Metabolomic studies, especially in large cohorts, require a robust and simple sample preparation method. The answer to this question was proposed in a “dilute-and-shoot” approach. The “dilute-and-shoot” approach in metabolomics has been used for many years and can be described as a specific type of sample preparation method in mass spectrometry-based metabolomics, where the sample is diluted and directly injected into the mass spectrometer without further cleanup or extraction steps. Kwan et al. used a method close to this approach in the CRIC study, which included 1001 participants altogether [32].
After the sample preparation and chromatographic separation steps, the MS detection stage occurs in tandem MS methods. In MS, molecules are identified and quantified by measuring the signal level of the mass-to-charge ratio of the ions (m/z) derived from those molecules. There are many techniques for producing ions in MS. Usually, in urine metabolOne of the latest works in the scope used heated electrospray ionization (HESI) [36].
Compound identification complemented by databases (e.g., NIST) is the most typical approach for GC-MS experiments. In liquid chromatography, the identification of compounds is a more complex issue, and universal bases do not exist, as for GC. However, in some works, databases developed within the laboratory used research [31].
Another essential question is the verification of the obtained panel of markers. To solve this problem, a combination of different analytical approaches could be applied. For instance, the panel of markers combinates from both methods’ data, and then markers giving the statistically significant difference between groups are verified and chosen [3]
Mass spectrometry-based methods win over NMR in terms of sensitivity and are the perfect tools for metabolomic studies. GC-MS techniques may be easier to implement in clinical laboratories, but analyzing non-volatile metabolites could be associated with a time-consuming derivatization process. However, compound identification in MS analysis is not as straightforward as in NMR, and the high dilution factor also plays a role.
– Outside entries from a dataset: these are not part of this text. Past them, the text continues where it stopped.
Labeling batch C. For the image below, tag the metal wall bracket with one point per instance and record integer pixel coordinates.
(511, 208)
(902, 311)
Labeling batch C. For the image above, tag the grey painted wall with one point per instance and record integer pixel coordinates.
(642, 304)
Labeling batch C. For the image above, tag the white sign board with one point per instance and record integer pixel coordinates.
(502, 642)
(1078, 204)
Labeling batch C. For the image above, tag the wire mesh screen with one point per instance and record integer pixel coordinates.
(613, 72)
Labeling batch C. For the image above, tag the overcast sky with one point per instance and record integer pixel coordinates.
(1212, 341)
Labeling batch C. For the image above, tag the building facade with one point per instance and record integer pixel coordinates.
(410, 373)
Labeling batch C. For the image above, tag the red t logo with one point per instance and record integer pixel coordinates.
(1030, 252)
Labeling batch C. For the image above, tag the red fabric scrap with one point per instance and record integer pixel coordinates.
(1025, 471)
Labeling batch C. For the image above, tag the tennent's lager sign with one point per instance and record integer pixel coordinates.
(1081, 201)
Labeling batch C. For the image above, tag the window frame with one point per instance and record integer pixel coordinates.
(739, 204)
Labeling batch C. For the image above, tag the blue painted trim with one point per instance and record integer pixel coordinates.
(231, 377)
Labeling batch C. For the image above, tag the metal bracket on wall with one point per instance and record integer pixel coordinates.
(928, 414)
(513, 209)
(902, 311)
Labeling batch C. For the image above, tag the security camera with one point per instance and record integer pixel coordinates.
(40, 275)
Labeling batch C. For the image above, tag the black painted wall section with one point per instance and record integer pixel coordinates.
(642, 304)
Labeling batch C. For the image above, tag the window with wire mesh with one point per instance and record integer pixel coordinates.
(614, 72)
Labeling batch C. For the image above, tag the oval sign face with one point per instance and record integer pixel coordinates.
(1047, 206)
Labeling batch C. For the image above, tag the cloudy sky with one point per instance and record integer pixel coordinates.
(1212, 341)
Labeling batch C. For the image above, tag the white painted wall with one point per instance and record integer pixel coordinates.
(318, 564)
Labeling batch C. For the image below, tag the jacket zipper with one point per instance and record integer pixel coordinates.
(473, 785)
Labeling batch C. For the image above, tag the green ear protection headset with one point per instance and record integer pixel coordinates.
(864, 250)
3. Biomarkers and Pathways

3.1. Pathogenesis of CKD

Regardless of the etiology of the damaging factor, CKD is based on similar pathogenetic mechanisms: loss of functional nephrons, damage to the convoluted tubules, inflammation, and fibrosis. An inflammatory reaction develops in the kidney parenchyma after exposure to any negative factor. This reaction leads to neutrophilic and macrophage infiltration and the proliferation of mesangial cells [37]. At the same time, the decrease in the number of functioning nephrons leads to the development of a hyperfiltration process in the intact nephrons. These changes compensate for the reduction in the number of active nephrons while at the same time significantly increasing the workload of the functioning nephrons [38]. The resulting raised glomerular pressure and hyperfiltration trigger the secretion of tumor necrosis factor-alpha/epithelial growth factor receptor (TNF-a/EGF-R), the activation of which induces nephron hypertrophy [38][39]. Nephron hypertrophy allows glomerular pressure to decrease by increasing the filtering area [40]. However, this could also result in damage to podocytes and remodeling of the filtration barrier, which raises its permeability and causes clinical manifestations of albuminuria or proteinuria [41]. Albumin and its complement pass through the filtration barrier, along with immune cells infiltrating damaged tissue. These processes stimulate the release of profibrotic cytokines by glomerular cells, leading to the maintenance of a pro-inflammatory microenvironment and the initiation of fibrosis [42][43][44][45]. The extensive growth of connective tissue leads to tissue and circulatory hypoxia, which increases damage to the glomerular and tubular apparatus of the kidney, ultimately completing the “vicious circle” of CKD pathogenesis (Figure 1) [46][47].
Figure 1. The “vicious circle” of CKD. Pathogenetic mechanisms underlying chronic kidney disease inevitably form a circle, leading to major organ damage. The direction of the red arrows shows the up- or down-regulation of processes or the increase/decrease in the number of cells or other functional units.
Changes in the composition of biological fluids and tissues provide an opportunity to use certain protein and non-protein molecules associated with specific pathways in the pathogenesis of CKD as biomarkers. In biopsy material [48][49][50] and, more commonly, in biological fluids, the concentration of biomarkers can be measured directly. Biofluids can reflect both the pathophysiological processes occurring directly in the kidneys and systemic changes [51].
Blood and urine can be collected in a sufficient volume for multiple tests simultaneously through minimally invasive techniques, offering a notable benefit to patients by alleviating discomfort associated with repeated collection of biomaterials and to researchers through the decreased cost of sampling procedures. Numerous studies have shown an association between the progression of CKD and the concentration of marker molecules in the blood or urine. These include structural protein (such as various types of collagens) biomarkers for tubular damage, inflammation, fibrosis, and hypoxia [52][53][54].

3.2. Markers of CKD

As previously mentioned, chronic kidney disease (CKD) is a polyetiological disease. The primary issue with CKD is that the inflammatory response and impaired renal function are accompanied by processes that partially sustain them. CKD is linked to various osmolytes and uremic solutes, which are associated with biochemical pathways in the body.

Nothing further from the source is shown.